Wiped out from West Bengal and Tripura and the Lok Sabha except for Kerala, it still thinks it decides the politics of secularism versus fundamentalism. The CPM getting one or two seats in the 2019 is no solace for any non-BJP government. It simply does not matter.
In the last couple of months, the CPM watched from the sidelines as the regional political parties began maneuvers for testing political/alliance waters.
Mamata Banerjee, Chandrababu Naidu, Naveen Patnaik, Lalu Prasad, Sharad Pawar, MK Stalin, K Chandrashekhara Rao, Omar Abdullah, Akhilesh Yadav, Mayawati – they were all meeting in Delhi and other state capitals, keeping the political columnists busy. What was the outcome, nobody knows.

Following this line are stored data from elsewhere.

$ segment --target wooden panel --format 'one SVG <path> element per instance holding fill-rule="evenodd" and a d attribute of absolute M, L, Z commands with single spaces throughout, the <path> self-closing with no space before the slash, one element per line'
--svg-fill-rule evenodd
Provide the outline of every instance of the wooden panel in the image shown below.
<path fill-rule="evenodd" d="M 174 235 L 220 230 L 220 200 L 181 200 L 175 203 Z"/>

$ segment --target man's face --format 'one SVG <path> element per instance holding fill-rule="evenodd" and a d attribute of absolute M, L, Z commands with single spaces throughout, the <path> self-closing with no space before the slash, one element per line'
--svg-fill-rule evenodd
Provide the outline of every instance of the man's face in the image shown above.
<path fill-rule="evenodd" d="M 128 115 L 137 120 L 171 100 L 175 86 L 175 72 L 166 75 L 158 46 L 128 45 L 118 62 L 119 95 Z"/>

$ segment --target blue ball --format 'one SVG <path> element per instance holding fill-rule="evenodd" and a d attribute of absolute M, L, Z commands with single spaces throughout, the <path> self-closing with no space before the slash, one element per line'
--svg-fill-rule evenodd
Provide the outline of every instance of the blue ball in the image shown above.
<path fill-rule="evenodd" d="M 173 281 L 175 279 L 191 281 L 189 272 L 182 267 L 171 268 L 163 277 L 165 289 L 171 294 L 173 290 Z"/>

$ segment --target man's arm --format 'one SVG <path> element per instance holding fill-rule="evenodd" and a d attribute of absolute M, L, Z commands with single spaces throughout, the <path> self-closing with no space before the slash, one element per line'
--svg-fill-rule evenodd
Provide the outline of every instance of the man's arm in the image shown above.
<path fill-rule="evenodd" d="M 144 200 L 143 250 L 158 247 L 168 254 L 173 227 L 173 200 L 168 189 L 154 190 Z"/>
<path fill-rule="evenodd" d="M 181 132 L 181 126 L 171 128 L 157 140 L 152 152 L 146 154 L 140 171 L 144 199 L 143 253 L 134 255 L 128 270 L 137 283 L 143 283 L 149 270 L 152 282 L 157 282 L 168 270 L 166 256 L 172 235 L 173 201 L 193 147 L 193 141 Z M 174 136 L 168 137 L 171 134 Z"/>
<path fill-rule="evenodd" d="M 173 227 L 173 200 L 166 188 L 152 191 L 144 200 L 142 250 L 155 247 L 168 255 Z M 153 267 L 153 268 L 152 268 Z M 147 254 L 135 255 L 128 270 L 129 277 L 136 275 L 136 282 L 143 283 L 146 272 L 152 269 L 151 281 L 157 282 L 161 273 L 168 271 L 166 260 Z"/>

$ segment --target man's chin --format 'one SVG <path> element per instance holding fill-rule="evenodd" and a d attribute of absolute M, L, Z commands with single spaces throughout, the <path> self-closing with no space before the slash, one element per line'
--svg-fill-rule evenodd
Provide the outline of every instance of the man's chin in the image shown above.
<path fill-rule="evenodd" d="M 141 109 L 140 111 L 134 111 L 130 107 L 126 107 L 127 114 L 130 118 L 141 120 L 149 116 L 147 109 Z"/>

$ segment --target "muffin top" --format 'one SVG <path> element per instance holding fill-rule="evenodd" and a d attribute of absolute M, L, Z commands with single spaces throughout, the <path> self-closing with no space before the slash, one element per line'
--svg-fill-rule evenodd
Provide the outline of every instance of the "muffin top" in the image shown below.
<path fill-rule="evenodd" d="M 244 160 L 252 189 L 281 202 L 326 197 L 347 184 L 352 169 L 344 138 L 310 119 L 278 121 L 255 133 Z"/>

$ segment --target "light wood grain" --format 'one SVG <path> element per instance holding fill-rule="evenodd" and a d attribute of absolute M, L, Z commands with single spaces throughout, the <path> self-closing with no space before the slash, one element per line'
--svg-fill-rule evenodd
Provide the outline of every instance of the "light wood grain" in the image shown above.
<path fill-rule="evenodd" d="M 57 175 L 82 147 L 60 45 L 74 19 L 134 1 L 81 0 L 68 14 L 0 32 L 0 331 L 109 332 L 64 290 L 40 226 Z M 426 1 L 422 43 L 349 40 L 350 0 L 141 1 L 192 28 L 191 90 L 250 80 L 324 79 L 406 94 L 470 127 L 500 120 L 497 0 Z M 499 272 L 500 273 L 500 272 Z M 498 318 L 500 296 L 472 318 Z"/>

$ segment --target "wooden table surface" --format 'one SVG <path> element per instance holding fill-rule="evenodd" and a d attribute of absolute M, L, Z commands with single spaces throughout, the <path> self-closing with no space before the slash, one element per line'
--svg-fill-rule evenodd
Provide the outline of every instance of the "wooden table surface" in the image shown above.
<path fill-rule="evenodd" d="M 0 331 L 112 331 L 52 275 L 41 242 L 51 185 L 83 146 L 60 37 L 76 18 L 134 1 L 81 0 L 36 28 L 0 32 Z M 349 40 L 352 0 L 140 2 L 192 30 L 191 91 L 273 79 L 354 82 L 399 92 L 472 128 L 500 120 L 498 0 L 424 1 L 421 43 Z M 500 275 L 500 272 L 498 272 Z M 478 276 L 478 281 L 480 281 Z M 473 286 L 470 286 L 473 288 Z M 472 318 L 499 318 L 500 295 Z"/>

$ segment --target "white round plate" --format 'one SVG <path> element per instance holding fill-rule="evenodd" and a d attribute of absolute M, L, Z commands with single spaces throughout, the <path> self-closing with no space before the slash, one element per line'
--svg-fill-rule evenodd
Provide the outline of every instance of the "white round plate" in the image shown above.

Yet, Rahul’s remark seems incongruous, coming as it does at a time when the Congress ought to be begging for inclusion in the non-BJP front.
Rahul also sent a message to the regional parties. He revealed to them the basic truth: It is near impossible for a non-Congress, non-BJP alliance of regional parties – with or without the Left – to form a government in Delhi. At least, in 2019.
Rahul did not mean to say that the BJP is bound to lose in 2019 and that all parties would have to support the Congress under his leadership. No. He merely reminded them of their current limitations: One, All of them are too divided to unite. (BSP and SP in UP could transfer votes thanks to both castes having a common “enemy”. Can one imagine Naidu and Jagan of YSRCP coming together? Or DMK and TTV of Amma’s ADMK? Laughable, isn’t it?)
Two, their own interests will determine their need for either the BJP or the Congress. Three, there cannot be a situation where one of them can become the PM with either of the national parties supporting them.
Just see the reactions from the Left and the regional parties. All of them reacted along expected lines. Nobody really welcomed his statement. But nobody really flayed him either. Rahul’s statement makes it clear to them that if they ignore him and the Congress, they will then have to throw up a third contender, apart from Modi and Rahul, for 2019? Yeah?
The stakes in 2019 will be much higher than in 1977 or 1989. Neither the Congress nor the BJP – if weakened at the 2019 Hustings - can afford to hand over the reins of power to an alliance and support it from outside. It is imperative for them to become the ruler. Period.
With 274 seats the BJP cannot remain content. With 48, the Congress cannot withdraw from the race. Seats are needed to form the government. But perception is needed for facing the elections in the first place. It is a do or die situation. And Rahul today cast the die for the Congress. Good, bad, or otherwise.